«Yits’haq aimait Esaw car il chassait avec sa bouche, et Rivka aimait Yaaqov» Berechit (25,28)
La paracha Toledot nous raconte une partie de la vie de Isaac et de sa femme Rivka. Au début de la paracha, Rivka met au monde des jumeaux : Esaw et Yaaqov. Ces derniers sont complètement différents : Esaw est un chasseur, un guerrier ; Yaaqov est un homme de Torah.
Dans cette paracha, Yaaqov achète le droit d’aînesse qu’Esaw dédaigne et méprise. A la fin de Toledot, grâce à la clairvoyance de Rivka, Yaaqov obtient toutes les bénédictions de son père Yts’haq, la bénédiction sur l’aspect matériel, puis celle du spirituel.
Le Rav Dessler, dans Mi’htav MeEliahou, Tome B, page 206, s’intéresse à la bénédiction de Yits’haq.
Rappelons que Yaaqov, sur les conseils de sa mère, va se déguiser en Esaw, pour recevoir la bénédiction de son père.

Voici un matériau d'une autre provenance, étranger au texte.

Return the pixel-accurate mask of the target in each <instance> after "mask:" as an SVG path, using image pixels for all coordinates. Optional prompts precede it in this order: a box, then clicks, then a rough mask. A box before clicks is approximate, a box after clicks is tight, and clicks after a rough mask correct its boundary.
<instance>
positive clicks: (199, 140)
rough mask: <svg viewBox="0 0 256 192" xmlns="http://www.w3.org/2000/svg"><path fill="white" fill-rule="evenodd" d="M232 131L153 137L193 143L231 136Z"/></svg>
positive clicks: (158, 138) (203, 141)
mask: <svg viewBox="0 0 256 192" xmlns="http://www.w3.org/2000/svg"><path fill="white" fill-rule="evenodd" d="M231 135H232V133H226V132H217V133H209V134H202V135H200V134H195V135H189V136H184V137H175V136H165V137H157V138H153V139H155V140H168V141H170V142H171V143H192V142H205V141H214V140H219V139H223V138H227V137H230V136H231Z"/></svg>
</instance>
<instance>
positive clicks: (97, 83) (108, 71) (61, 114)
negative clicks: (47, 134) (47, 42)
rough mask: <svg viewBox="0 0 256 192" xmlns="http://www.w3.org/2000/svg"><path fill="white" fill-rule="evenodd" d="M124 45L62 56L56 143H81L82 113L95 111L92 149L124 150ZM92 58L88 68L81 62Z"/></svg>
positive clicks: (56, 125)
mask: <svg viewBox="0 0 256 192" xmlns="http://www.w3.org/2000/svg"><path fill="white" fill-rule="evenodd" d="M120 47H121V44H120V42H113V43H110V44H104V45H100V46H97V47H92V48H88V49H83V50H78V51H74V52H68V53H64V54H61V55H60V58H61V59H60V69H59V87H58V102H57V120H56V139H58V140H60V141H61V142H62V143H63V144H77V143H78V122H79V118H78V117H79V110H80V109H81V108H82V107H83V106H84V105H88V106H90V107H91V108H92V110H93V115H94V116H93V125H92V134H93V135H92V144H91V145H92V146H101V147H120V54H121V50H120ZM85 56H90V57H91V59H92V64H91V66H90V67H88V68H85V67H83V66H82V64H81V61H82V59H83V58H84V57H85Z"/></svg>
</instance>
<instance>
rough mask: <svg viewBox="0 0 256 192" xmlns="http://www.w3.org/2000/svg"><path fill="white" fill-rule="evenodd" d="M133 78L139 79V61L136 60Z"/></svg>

Le Rav Dessler pose plusieurs questions. Comment fonctionne le principe de la bénédiction ? Comment la bénédiction peut-elle être effective si celui qui bénit se trompe de personne ? La bénédiction est forcément destinée à celui à qui pense l’auteur de la bénédiction !
Comment Yits’haq peut-il aimer Esaw (verset en entête) ? Ne sait-il pas qu’Esaw est un mauvais ?
Remarque : je ne reprends pas ici l’intégralité des questions et des réponses du Rav Dessler. Je vous invite à vous plonger dans le texte complet… cela vaut le détour.
Le Rav Dessler explique que la bénédiction est un type de prière. Celui qui bénit sait très bien que c’est D. qui va envoyer la bénédiction. Et c’est pourquoi celui qui bénit va se rapprocher de D., va annuler son moi, devant D.
Et c’est grâce à celui qui est béni que celui qui bénit va pouvoir ainsi se rapprocher de D. Paradoxalement, celui qui est béni est au service de celui bénit et l’aide à se rapprocher de D.
Il existe deux façons pour que le bien et les bonnes choses soient déversées en ce monde.
On les envoie au Juste intègre, celui qui agit depuis son for intérieur en l’honneur de D.
Le Ciel lui apporte les moyens pour se développer encore plus, et accomplir plus de mitswot. Il entre dans le cercle vertueux. Accomplir une mitswa l’aide à commencer la mitswa suivante.
Il y a aussi les bontés qui sont accordées à ceux qui accomplissent des mitswot qui sont en fait extérieures. Ces mitswot ne viennent pas de l’intériorité de la personne, ce sont des mitswot pour l’apparence. Malgré tout, ces mitswot sont récompensées.
Les bienfaits qui arrivent pourront peut-être permettre à celui qui les reçoit de s’en servir comme outil pour grandir, et faire techouva, servir D. depuis son for intérieur.
Toutefois, ces bienfaits peuvent aussi être utilisés du mauvais côté, car la personne qui les reçoit est superficielle. Dans ce cas, ces bienfaits serviront à payer le crédit de l’auteur de la mitswa, ainsi, il ne lui restera que des débits pour le monde futur.
Yits’haq représente la rigueur, la justice. De ce point de vue, le Ciel ne doit pas aider le juste (intègre) à être encore plus juste et à faire plus de mitswot. Le Ciel n’a pas à intervenir pour donner de meilleures conditions au juste ! Ce n’est pas juste ! Le juste doit grandir par ses efforts. Le juste doit devenir plus blanc uniquement par ses efforts.
Yits’haq ne veut donc pas bénir Yaaqov, car il considère Yaaqov comme un Juste, intègre, qui ne doit pas recevoir de coup de pouce divin.
En revanche, il sait que son fils Esaw est superficiel. Il décide donc de l’aider et de le bénir. Il pense que les biens matériels qu’il recevra lui serviront peut-être à revenir dans le droit chemin. C’est un pari. Yits’haq donne donc plus à Esaw. Et c’est la raison pour laquelle Yist’haq aime Esaw. Yits’haq donne beaucoup à son fils. Et quand on donne, alors l’amour grandit.
Lorsque Yaaqov déguisé se présente devant Yits’haq, le doute s’empare de lui. “La voix est la voix de Yaaqov et les mains sont les mains de Esaw”. Il se dit qu’il y a peut-être de l’intériorité chez Esaw. Et, il y a aussi de la superficialité chez Yaaqov (déguisé).
Yits’haq comprend qu’il s’est trompé et il décide donc de bénir Yaaqov, même avec la bénédiction matérielle.